MOUNT VERNON, Va. — The room lights went out, a black light flicked on, and the face of Hercules disappeared. Perhaps forever.
Only the details of the clothing on the Colonial-era portrait were visible. A white tall hat, an embroidered silk coat, and a ruffled cravat glowed eerily in the ultraviolet light as a dozen art experts from around the world gathered at Mount Vernon to solve an art mystery that has lingered in the public’s imagination for half a century.

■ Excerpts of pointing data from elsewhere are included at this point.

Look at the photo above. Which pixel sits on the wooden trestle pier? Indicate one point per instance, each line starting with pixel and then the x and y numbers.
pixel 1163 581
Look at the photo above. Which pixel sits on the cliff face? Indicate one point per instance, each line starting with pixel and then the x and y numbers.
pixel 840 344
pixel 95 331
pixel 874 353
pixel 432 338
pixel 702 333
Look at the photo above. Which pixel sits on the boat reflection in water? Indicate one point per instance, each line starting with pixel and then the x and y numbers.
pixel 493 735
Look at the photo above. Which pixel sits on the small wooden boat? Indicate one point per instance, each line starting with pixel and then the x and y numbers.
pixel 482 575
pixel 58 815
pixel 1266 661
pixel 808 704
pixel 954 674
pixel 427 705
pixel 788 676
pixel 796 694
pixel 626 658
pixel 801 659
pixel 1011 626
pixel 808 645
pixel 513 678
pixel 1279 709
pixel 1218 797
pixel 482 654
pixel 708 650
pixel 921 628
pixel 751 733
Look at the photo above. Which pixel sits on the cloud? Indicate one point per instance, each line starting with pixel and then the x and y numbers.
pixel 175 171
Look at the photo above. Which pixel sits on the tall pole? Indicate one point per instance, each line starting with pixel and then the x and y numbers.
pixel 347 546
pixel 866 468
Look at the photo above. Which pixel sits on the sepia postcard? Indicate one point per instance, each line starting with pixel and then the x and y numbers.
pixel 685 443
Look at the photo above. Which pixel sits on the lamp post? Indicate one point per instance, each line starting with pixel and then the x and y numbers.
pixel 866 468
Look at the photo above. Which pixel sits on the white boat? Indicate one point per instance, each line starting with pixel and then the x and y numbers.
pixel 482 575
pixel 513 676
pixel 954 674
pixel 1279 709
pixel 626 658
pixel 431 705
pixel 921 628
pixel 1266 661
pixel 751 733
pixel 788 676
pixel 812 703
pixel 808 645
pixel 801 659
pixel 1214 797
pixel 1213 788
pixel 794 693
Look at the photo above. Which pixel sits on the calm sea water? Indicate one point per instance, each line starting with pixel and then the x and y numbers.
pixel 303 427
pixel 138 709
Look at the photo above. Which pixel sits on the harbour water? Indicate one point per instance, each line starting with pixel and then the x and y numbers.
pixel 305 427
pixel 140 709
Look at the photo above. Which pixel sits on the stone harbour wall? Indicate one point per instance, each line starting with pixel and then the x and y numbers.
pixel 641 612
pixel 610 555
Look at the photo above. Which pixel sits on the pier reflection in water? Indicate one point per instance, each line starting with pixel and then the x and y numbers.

The 18th-century painting of a regal black man has for decades been presented as an image of Hercules, George Washington’s celebrated but enslaved chef, who toiled at the President’s House in Philadelphia and at Mount Vernon and then made a successful escape. Titled Presumed Portrait of George Washington’s Cook, it has been attributed to American master Gilbert Stuart everywhere it has been presented, from its home at a Spanish museum to reproductions at the Smithsonian Museum of African American History, Mount Vernon, and on the covers of several current books. A reproduction also hangs in the Liberty Bell Pavilion at Independence National Historical Park, where I first saw it a decade ago and was inspired to write a two-part series about the chef for the Inquirer.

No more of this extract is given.